Dann wäre da noch Monika Maron. Die streitbare Schriftstellerin veröffentlicht – bei Hoca – ihren neuen Senioren-WG-Gesellschaftsroman „Das Haus“ (Anfang Oktober). Hoca hat übrigens auch einen debütierenden Krimi-Autor im Programm: Lars Haider schickt seinen Neu-Detektiv Lukas Hammerstein ins Rennen. „Einer muss den Job ja machen“ erscheint Anfang September und handelt auch von Udo Lindenberg – und natürlich von Hamburg.

Inger-Maria Mahlke kommt im November mit ihrem Lübeck-Roman ins Literaturhaus.
Inger-Maria Mahlke kommt im November mit ihrem Lübeck-Roman ins Literaturhaus. © Dagmar Morath

Und wie ist das Programm im Literaturhaus eigentlich insgesamt? Hochkarätig. Büchner-Preisträgerin Térezia Mora stellt am 12. September ihren Roman „Muna oder Die Hälfte des Lebens“ (erscheint Ende August) am Schwanenwik vor, Buchpreis-Gewinnerin Inger-Maria Mahlke ihre Lübeck-Saga „Unsereins“ an deren Erscheinungstag am 14. November.

Der kurzzeitige Rowohlt-Verleger Florian Illies kommt mit seinem Kunst-Buch „Zauber der Stille – Caspar David Friedrichs Reise durch die Zeiten“ am 26. Oktober. Die Nordischen Literaturtage sind vom 20. bis 23. November.

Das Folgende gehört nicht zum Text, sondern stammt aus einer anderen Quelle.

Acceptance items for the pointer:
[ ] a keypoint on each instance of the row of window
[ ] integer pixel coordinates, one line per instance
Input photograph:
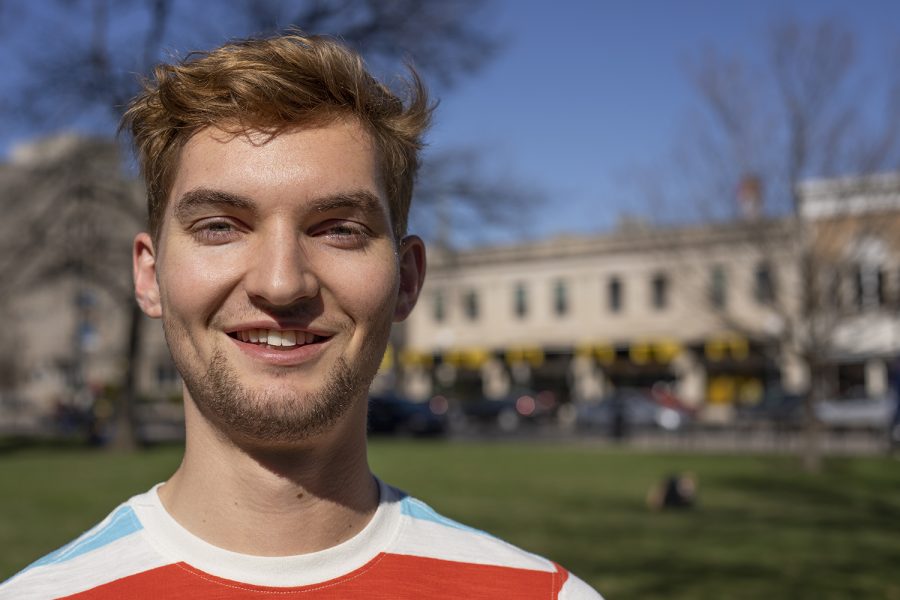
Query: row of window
(660, 292)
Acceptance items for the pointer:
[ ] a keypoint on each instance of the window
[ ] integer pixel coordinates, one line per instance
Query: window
(560, 298)
(439, 309)
(470, 305)
(614, 294)
(765, 287)
(660, 291)
(718, 283)
(869, 283)
(520, 301)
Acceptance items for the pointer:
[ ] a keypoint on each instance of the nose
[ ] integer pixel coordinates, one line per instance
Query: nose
(281, 272)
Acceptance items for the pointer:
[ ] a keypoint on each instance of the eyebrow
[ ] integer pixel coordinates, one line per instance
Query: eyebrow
(201, 198)
(362, 200)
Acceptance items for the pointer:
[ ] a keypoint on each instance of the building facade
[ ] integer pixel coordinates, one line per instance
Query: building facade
(707, 314)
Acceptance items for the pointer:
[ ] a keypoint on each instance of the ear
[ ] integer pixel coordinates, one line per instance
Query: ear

Literaturhaus goes Kneipe: „Debüts & Drinks“ im Aalhaus

Die im Rowohlt Taschenbuch erscheinende neue Reihe „Wiederendeckte Schätze des 20. Jahrhunderts“ widmet sich ausschließlich Autorinnen. Die Herausgeberinnen Nicole Seifert und Magda Birkmann stellen die ersten drei literarischen Ausgrabungen, Mary Renault, Christa Anita Brück und Louise Meriwether, am 1. November im Literaturhaus vor.

Und die aushäusige, von Carolin Löher und Lena Dircks organisierte sehr tolle Kneipenreihe „Debüts & Drinks“ findet unter anderem am 20. September statt. Wieder im Aalhaus, diesmal am Lesetresen: Charlotte Gneuß („Gittersee“ erscheint Ende August) und Beliban zu Stolberg („Zweistromland“, gerade erschienen).

Sachbücher für das zweite Halbjahr sind (neben Illies’ Frühromantik-Studie) von Sophie Passmann („Pick me Girls“, ein Memoir, das ein Frauenleben mit internalisiertem männlichen Blick nachzeichnet, September), Herfried Münkler („Welt in Aufruhr: Die Ordnung der Mächte im 21. Jahrhundert“, Mitte Oktober) und Carsten Brosda („Mehr Zuversicht wagen: Wie wir von einer sozialen und demokratischen Zukunft erzählen können“, Buchvorstellung am 17. September auf dem Harbour Front Festival) angekündigt.

Eine zugegeben subjektive Auswahl, was für diese gesamte Vorschau gilt. Es erscheinen noch Hunderte, gar Tausende Titel mehr im zweiten Halbjahr, sowohl im Hinblick auf Romane als auch Sachbücher – wir wünschen schöne Entdeckungen und gutes Lesen.